Yes, our equipment was grounded. But it wasn’t really grounded. I spent the next couple weeks helping to make perforated-steel enclosures for all our RF stuff, connected every few inches to a the building foundation by copper-braid straps the size of your thumb. I have come to realize since then that this probably wasn’t the best way to get rid of the RF, but at least the breakers stopped tripping.

We went on to do some measurements and found really remarkable results. The metal vapor was showing gains of 30-40% in one pass of pumping light through the tube. This was going to be really big and important. Then summer was over  and it was time for me to go back to classes.

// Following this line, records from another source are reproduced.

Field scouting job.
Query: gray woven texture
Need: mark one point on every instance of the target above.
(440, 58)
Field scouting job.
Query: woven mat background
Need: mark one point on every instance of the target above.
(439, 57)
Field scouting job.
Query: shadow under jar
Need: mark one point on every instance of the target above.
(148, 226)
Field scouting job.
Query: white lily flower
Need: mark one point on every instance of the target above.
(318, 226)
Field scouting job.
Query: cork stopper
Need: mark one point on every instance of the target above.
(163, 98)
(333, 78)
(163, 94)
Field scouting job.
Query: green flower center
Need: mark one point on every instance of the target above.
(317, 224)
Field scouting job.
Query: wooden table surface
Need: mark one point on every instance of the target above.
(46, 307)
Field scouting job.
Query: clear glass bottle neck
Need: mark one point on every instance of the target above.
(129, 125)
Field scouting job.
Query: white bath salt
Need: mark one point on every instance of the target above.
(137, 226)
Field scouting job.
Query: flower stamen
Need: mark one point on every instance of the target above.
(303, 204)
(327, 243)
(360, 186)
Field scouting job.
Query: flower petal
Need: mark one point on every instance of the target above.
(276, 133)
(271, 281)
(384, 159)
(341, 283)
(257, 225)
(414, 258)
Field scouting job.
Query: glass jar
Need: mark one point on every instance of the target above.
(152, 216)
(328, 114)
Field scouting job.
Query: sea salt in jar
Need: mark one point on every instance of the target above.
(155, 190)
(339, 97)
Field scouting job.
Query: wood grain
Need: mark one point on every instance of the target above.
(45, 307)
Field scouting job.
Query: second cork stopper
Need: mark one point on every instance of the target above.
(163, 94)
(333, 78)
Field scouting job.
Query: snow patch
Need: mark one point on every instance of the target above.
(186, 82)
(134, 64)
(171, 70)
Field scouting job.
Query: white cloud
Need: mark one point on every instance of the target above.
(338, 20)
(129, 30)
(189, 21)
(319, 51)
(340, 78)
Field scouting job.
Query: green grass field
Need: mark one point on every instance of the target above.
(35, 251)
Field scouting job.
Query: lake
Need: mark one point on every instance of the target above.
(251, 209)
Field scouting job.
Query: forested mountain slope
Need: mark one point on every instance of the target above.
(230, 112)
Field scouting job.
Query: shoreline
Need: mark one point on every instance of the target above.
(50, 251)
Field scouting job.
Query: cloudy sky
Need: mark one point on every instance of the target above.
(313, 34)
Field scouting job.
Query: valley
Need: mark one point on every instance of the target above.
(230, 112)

A few months later, I asked the professor who ran the lab what had become of the fantastic metal-vapor laser experiment. Garbage, he told me. It turned out that when you turned the RF generator on, there was still enough RF interference leaking around that it acted as an additional power source for the pumping laser, and all the measurements of increased output had been due to that.

***

So I’ve been working on an off to build a DLP printer using a regular projector with a mercury lamp, and I almost had it going (my test piece was sticking to the bottom of the vat instead of to the stage, as they do). Then I left a vat on the machine for a couple minutes with no image going through, and found that a bunch of the resin had started curing anyway because of stray UV bouncing around. Not good.

Quickly I got some tape and aluminum foil and covered all the light leaks, so that only light from the lens would get through. Improved the image quality quite a bit. And the machine stopped working at all. Instead of exposure times of a few seconds per layer, even exposures of a minute per layer weren’t doing anything. 10 minutes of continuous exposure, nothing.

But wait. I’d been getting images of what was being projected. Images stuck to the floor of the vat, sure, but still little pieces of cured plastic in the right shapes. How could that be? My best guesses are that either the light from the projector managed to piggyback on the UV light leaking from the lamp, or that the projector (remember, this is a couple thousand lumens delivered to an area a few inches across) was heating up the resin where the image was and making it just a little bit more responsive to the UV. Because I took apart the lamp and there’s a nice thick glass UV filter right across the front.

So now I’m at a crossroads — do I redo the optical path so that some UV gets through after all, or do I carefully open up the light leaks again and see if I can make use of the background instead of suppressing it?